A carnavalização de Manuel Bandeira

Em 1918, o Rio de Janeiro passou por maus bocados por conta da gripe espanhola que castigou a população. Conta-se que, passada a tragédia que assolou a cidade, as festas carnavalescas do ano seguinte foram momentos intensos de renovação, aproveitados até seus últimos instantes para lavar a alma. Curiosamente, em 1919, Manuel Bandeira publicaria seu segundo livro, Carnaval, o qual guarda uma importância sublime em sua obra poética. Em 2019, a obra faz 100 anos.

Em Carnaval, o poeta de Pasárgada brinda o leitor com o poema “Os sapos”, que, para boa parte da crítica literária, representaria o primeiro indício modernista na poética bandeiriana, com uma boa dose de oralidade.
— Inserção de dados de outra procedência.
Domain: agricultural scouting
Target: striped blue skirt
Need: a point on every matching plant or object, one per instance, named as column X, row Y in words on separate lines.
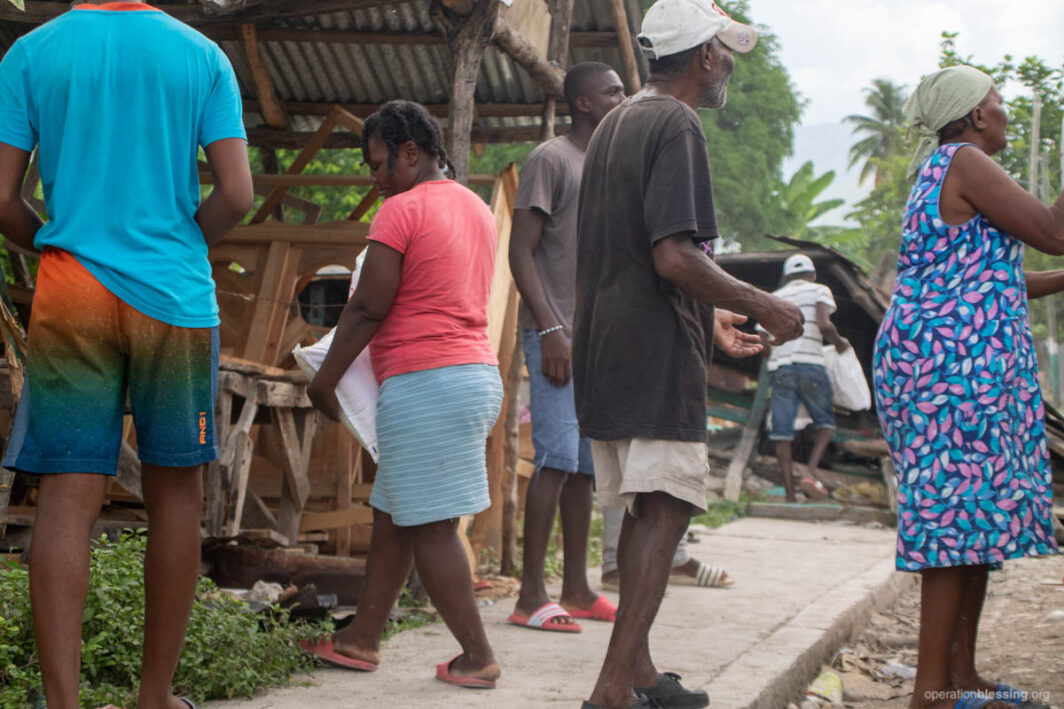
column 432, row 428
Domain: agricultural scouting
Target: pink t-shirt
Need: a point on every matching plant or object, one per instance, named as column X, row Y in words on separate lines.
column 448, row 237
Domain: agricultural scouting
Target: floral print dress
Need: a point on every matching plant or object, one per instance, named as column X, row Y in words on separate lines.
column 957, row 389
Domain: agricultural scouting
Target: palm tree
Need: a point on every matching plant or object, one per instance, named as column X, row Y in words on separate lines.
column 882, row 130
column 795, row 203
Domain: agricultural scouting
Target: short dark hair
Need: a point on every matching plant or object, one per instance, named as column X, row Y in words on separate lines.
column 396, row 122
column 674, row 65
column 578, row 78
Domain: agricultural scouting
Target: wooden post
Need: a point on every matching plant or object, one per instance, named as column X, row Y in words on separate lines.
column 627, row 46
column 561, row 23
column 272, row 110
column 468, row 42
column 510, row 511
column 521, row 51
column 733, row 484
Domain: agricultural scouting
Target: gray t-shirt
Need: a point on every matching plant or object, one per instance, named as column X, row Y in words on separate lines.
column 639, row 345
column 550, row 182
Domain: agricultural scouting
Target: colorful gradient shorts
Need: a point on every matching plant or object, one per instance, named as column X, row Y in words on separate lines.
column 87, row 351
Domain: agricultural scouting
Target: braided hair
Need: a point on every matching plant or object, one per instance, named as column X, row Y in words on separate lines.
column 398, row 121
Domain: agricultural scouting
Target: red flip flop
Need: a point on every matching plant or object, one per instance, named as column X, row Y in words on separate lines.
column 444, row 675
column 600, row 610
column 325, row 652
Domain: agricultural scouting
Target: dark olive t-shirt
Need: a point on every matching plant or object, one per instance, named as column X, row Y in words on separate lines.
column 638, row 345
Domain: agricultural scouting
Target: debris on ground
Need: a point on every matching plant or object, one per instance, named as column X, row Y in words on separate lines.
column 1019, row 640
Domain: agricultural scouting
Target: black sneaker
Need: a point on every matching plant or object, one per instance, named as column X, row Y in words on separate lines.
column 644, row 703
column 670, row 694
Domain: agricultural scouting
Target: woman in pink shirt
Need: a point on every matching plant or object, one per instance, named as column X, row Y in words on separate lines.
column 421, row 308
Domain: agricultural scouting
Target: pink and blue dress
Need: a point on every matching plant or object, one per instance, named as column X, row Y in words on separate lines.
column 958, row 393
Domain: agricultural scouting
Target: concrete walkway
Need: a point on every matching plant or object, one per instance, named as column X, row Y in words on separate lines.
column 801, row 589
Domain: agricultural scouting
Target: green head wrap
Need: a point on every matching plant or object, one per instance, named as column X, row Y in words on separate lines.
column 942, row 98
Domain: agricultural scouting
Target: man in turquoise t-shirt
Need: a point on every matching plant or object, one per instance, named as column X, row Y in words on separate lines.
column 117, row 99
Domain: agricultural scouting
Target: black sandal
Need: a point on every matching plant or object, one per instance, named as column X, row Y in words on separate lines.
column 670, row 694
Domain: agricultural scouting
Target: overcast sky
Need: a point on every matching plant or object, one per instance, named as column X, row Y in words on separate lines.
column 834, row 48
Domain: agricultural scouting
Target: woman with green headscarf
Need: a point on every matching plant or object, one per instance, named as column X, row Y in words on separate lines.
column 957, row 381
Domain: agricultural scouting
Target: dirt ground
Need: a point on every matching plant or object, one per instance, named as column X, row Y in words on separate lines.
column 1021, row 640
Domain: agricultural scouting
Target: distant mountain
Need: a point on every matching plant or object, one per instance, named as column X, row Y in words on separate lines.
column 828, row 146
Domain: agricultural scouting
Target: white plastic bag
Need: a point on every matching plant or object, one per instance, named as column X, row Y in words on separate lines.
column 356, row 390
column 849, row 389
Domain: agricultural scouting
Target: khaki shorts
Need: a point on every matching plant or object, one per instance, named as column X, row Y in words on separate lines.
column 627, row 467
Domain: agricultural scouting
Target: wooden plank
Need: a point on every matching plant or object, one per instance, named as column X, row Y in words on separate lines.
column 204, row 13
column 256, row 515
column 281, row 394
column 437, row 110
column 532, row 19
column 502, row 333
column 346, row 233
column 272, row 302
column 230, row 363
column 733, row 483
column 581, row 39
column 236, row 459
column 128, row 472
column 272, row 110
column 6, row 480
column 508, row 557
column 296, row 456
column 336, row 518
column 366, row 203
column 267, row 137
column 314, row 144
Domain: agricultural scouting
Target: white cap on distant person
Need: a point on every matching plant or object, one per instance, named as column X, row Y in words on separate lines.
column 675, row 26
column 798, row 263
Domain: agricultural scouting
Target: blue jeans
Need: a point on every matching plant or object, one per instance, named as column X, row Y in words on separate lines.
column 808, row 383
column 555, row 431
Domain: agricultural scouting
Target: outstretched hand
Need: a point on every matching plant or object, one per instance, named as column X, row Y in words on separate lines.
column 729, row 339
column 323, row 398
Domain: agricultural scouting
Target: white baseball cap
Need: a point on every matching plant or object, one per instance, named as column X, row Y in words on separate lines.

Nesse livro, o arranjo composto para poetizar a Folia de Momo articula lirismo, ironia e picardia, em versos que se notabilizaram, como os de “Pierrot místico” e “Rondó de Colombina”.

“Rondó de Colombina” no jornal Correio da Manhã em 2 de março de 1930.

Esta 3ª edição, coordenada por André Seffrin e com apresentação de Affonso Romano de Sant”Anna, traz no início algumas fotos do poeta e a imagem da primeira edição do livro. Além disso, conta com o poema “Rondó de Colombina”, publicado no jornal Correio da Manhã em 1930.

Para Affonso Romano, a obra vai além. Com riqueza de símbolos e recados subliminares, Bandeira se insere, aos 31 anos, na temática Carnaval, que fora alvo dos artistas na época. Entretanto, mais do que a temática, Bandeira apresenta uma estrutura profunda do texto, denominada carnavalização.

Em sua apresentação, Affonso Romano resgata o conceito da teoria da carnavalização, lançada pelo pesquisador russo Mikhail Bakhtin, para explanar a importância dessa obra, que não fora aceita unanimemente pelos críticos literários da época e, inclusive, pelo próprio Bandeira. Carnaval foi escrito na passagem do século XIX para o XX. Alguns estudiosos da obra do autor apontam que nessa obra Bandeira está preso ao passado e se esforça por se aproximar da modernidade.

Affonso sugere aos leitores que, antes de iniciarem a leitura de Carnaval, pesquisem sobre a história de seus personagens temáticos. Essa pesquisa é fundamental para entender a simbologia por trás dos textos de Bandeira. “Ele não está reinventando nada, está dramatizando as ambivalências do homem católico de seu tempo, vagando entre santas e prostitutas, ora como um Pierrot choroso entre a Colombina perversa e pervertida, ora como o Arlequim irrequieto. Assim, ele percorre todos os matizes da sexualidade carnavalesca, até a bissexualidade do Pierrot/Pierrette.” aponta Affonso. Além disso, segundo o apresentador, não há como não invocar a presença da Commedia dell’arte italiana, que, a partir do século XVI, fixou algumas variantes da Colombina, do Arlequim e do Pierrot. “Há que estudar as “máscaras” italianas criadas por esse tipo de comédia. A figura do Arlequim, por exemplo, é bem mais complexa do que parece à primeira vista e sua vocação erótica está presa ao seu passado violento – de violentador de mulheres nas festas primitivas do solstício de inverno. E a festa carnavalesca de Bandeira é também perversa.”, completa.

Pierrot And Colombina, de Pablo Picasso. 1900.

 

O poema “Súcubo”, por exemplo, pode se referir tanto a pesadelo como a demônio, tentação. Descreve a tentação, a luxúria, a posse amorosa demoníaca desencadeada por uma mulher que lhe vem em sonhos. Isso é exemplo das fantasmagorias, daquela atmosfera de alucinações que a sátira menipeia sabia criar. Esse tema também é tratado no poema “Menipo”, que apresenta uma zombaria que tem tudo a ver com o carnaval. Tanto que a morte aparece tragicamente nas cenas carnavalescas. O carnaval é também o ritual no qual se quebram as normas e se perde o medo da morte.

Por meio da análise de textos de gaveta que o próprio autor menosprezou e que a crítica até hoje não soube dizer por que acabaram fazendo parte do livro Carnaval, Affonso Romano aprofunda a ideia de que Bandeira, mesmo sem conhecer a teoria da carnavalização, sabia o que estava fazendo, e também de que, de forma ainda mais criativa, o livro pode ser lido como se fosse uma peça de teatro.